Görüntülediğiniz mahkeme kararı kesinleşmiş bir karardır.

T.C.
İSTANBUL
BÖLGE ADLİYE MAHKEMESİ
12. HUKUK DAİRESİ
DOSYA NO : 2017/790
KARAR NO : 2018/406
T Ü R K M İ L L E T İ A D I N A
İ S T İ N A F K A R A R I
İNCELENEN KARARIN
MAHKEMESİ : İSTANBUL ANADOLU 8. ASLİYE TİCARET MAHKEMESİ
TARİHİ : 26/04/2017
NUMARASI : 2016/972 Esas 2017/428 Karar
DAVA : İtirazın İptali (Ticari Satımdan Kaynaklanan)

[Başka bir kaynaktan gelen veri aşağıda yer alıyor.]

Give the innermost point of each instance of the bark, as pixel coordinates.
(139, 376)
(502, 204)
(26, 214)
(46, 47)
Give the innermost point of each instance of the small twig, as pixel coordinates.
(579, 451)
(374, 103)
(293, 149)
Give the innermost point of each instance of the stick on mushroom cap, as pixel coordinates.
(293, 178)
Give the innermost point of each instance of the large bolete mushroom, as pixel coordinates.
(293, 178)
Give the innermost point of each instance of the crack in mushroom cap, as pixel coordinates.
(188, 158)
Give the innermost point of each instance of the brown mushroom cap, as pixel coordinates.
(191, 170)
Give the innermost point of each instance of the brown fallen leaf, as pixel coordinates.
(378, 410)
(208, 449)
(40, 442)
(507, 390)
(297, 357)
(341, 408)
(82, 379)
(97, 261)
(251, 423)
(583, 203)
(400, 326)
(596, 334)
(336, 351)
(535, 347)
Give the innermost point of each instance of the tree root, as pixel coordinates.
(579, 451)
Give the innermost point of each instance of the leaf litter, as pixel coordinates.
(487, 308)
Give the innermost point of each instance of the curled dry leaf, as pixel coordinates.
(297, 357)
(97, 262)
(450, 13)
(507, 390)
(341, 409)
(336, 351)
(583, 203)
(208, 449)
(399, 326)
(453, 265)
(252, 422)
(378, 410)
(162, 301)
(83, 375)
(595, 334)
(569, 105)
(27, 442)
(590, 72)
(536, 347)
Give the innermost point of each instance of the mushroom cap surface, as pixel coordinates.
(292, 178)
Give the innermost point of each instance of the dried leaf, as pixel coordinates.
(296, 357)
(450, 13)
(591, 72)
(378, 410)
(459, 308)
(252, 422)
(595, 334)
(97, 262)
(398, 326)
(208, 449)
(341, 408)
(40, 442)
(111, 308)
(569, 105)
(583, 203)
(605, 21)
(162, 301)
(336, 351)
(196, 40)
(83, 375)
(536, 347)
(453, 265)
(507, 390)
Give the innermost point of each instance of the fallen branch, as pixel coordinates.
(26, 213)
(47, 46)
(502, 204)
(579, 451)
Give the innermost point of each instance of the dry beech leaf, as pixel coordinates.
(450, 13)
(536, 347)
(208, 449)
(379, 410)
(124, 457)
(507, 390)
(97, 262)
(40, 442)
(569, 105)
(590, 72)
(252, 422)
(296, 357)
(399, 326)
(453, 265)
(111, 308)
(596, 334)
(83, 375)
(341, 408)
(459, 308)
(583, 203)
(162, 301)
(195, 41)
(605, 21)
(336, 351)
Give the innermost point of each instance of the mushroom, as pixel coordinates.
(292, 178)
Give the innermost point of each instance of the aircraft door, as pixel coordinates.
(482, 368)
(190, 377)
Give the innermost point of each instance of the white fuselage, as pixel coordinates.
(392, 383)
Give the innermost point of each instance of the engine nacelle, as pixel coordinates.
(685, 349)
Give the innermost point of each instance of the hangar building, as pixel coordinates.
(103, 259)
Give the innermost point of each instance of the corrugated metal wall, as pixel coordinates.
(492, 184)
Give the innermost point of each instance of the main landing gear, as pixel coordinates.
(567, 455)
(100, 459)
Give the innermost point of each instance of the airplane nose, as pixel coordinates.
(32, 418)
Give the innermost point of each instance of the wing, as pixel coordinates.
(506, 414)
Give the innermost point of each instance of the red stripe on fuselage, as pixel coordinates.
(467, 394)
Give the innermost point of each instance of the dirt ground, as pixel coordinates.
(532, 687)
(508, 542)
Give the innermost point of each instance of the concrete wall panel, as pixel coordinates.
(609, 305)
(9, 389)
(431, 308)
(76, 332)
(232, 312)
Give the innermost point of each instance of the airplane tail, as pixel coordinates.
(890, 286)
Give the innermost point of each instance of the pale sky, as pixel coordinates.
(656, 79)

İSTİNAF KARAR TARİHİ: 12/04/2018
Taraflar arasında görülen dava neticesinde ilk derece mahkemesince verilen hükmün davacı vekilince istinaf edilmesi üzerine düzenlenen rapor ve dosya kapsamı incelenip gereği görüşülüp düşünüldü;
DAVA: Davacı vekili dava dilekçesinde; müvekkili ile davalının kardeş olup dava dışı … Tic.Ltd.Şti.’yi birlikte kurduklarını, ortaklığı sonlandırma kararı alarak bu konuda protokol düzenlediklerini, protokol uyarınca müvekkilinin şirketteki hissesinin tamamını 280.000-usd karşılığında davalıya devretmesine karar verilmiş olduğunu, ödemenin şirket borçları bittikten sonra yapılmasının kararlaştırıldığını, sözleşme konusu bedellerin 01/03/2014 tarihinden başlamak üzere aylık 4.242-usd taksitlerle yapılmasının kabul edildiğini, müvekkilinin üzerine düşen yükümlülüğü 14/12/2012 tarih 34705 yevmiye nolu Kartal …Noterliğine ait hisse devir sözleşmesi uyarınca hisselerini davalıya devretmek suretiyle yerine getirdiğini, sözleşmedeki diğer hususların yerine getirildiğini ancak hisse devir bedelinin ödenmediğini , aynı noterliğin 06/04/2016 tarihli ihtarnamesini göndererek borcun ödenmesini istediğini, takibe davalının haksız yere itiraz ettiğini, sözleşmedeki tüm imzaların tanıklar huzurunda atıldığını, davalının ödeme planında imzası olmadığından bahisle geçerli olmadığını ileri sürmesine rağmen aylık kefilli senetten bahsettiğini, bunun dahi ödemenin aylık periyotlar halinde yapılacağını gösterdiğini, şirket hisselerinin devir tarihi ile sözleşmenin imza tarihinin aynı olduğunu, devrin bu sözleşme uyarınca yapıldığına karine teşkil ettiğini, davalının itirazının iptaliyle takibin devamına ve davalının %20’den az olmamak üzere inkar tazminatına mahkum edilmesine karar verilmesini talep etmiştir.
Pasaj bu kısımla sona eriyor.